[FOUNTAIN]The irreversibility of historyIt was Ryuzo Sejima, a pro-Korean, whom Japanese Prime Minister Yasuhiro Nakasone invited to his official residence on the evening of Nov. 30, 1982, only three days after he took office. Mr. Sejima was a mysterious figure, known as the person on whom a character in the novel “Barren Age” was based. A former top aide at the Japanese General Headquarters, which had led military operations in World War II, he spent 11 years as a prisoner of war after being captured by the Russian army in Manchuria when the war ended. When he returned to Japan, he joined Itochu, a general trading company, eventually becoming chairman. He became a symbol who had lived through the modern history of Japan in the 20th century.

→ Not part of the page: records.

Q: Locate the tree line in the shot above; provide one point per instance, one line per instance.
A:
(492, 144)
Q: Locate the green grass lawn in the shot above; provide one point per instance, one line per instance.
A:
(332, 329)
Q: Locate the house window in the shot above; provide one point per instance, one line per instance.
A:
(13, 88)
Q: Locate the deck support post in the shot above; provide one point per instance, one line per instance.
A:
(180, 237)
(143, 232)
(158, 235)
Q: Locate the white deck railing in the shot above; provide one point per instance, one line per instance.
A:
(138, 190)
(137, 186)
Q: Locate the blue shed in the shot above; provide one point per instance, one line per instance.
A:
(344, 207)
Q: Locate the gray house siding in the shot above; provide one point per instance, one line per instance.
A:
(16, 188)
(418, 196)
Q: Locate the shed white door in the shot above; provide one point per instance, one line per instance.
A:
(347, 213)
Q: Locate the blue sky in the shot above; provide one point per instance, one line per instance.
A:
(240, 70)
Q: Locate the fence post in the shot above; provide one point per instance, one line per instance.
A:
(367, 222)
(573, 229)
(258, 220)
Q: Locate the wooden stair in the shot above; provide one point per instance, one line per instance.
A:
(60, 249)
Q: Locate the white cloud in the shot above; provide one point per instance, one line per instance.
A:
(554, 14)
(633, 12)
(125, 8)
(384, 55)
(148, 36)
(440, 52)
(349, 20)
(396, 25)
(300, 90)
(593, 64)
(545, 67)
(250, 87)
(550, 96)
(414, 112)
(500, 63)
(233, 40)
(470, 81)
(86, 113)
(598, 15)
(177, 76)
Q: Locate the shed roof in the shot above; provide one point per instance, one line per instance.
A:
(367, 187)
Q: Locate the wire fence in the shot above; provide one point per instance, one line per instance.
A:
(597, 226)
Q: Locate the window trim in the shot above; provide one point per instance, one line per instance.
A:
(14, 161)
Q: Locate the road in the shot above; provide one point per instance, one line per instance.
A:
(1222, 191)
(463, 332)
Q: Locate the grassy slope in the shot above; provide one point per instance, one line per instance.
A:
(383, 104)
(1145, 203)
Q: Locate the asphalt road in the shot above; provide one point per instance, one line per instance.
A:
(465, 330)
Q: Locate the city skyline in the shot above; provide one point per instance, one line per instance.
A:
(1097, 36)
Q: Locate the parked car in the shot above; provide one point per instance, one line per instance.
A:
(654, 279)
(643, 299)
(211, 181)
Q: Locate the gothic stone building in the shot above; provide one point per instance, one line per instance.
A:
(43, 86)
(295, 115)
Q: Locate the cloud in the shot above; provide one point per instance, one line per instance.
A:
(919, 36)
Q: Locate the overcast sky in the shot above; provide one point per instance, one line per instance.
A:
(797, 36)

Mr. Nakasone called in Mr. Sejima because he had access to Korea’s influential figures. Mr. Sejima advised President Park Chung Hee, his junior at the Japanese military academy, to pursue an export drive and rapid growth strategy, and President Chun Doo Hwan to host the 1988 Olympics.
Mr. Nakasone saw the normalization of relations with Korea as his first task after he came to power. With his visit to the United States ahead, he wanted to visit Korea first. Thanks to Mr. Sejima’s secret diplomacy, Mr. Nakasone became the first Japanese prime minister to visit Korea after the war and he met Mr. Chun in January 1983. Right after, he flew to the United States and met President Ronald Reagan. That’s how the conservative right-wing coalition was formed among Korea, the United States and Japan.
Before becoming prime minister, Mr. Nakasone was called a “weathervane,” since “he pointed to the direction of power” as he kept shifting his stance toward the power-holders.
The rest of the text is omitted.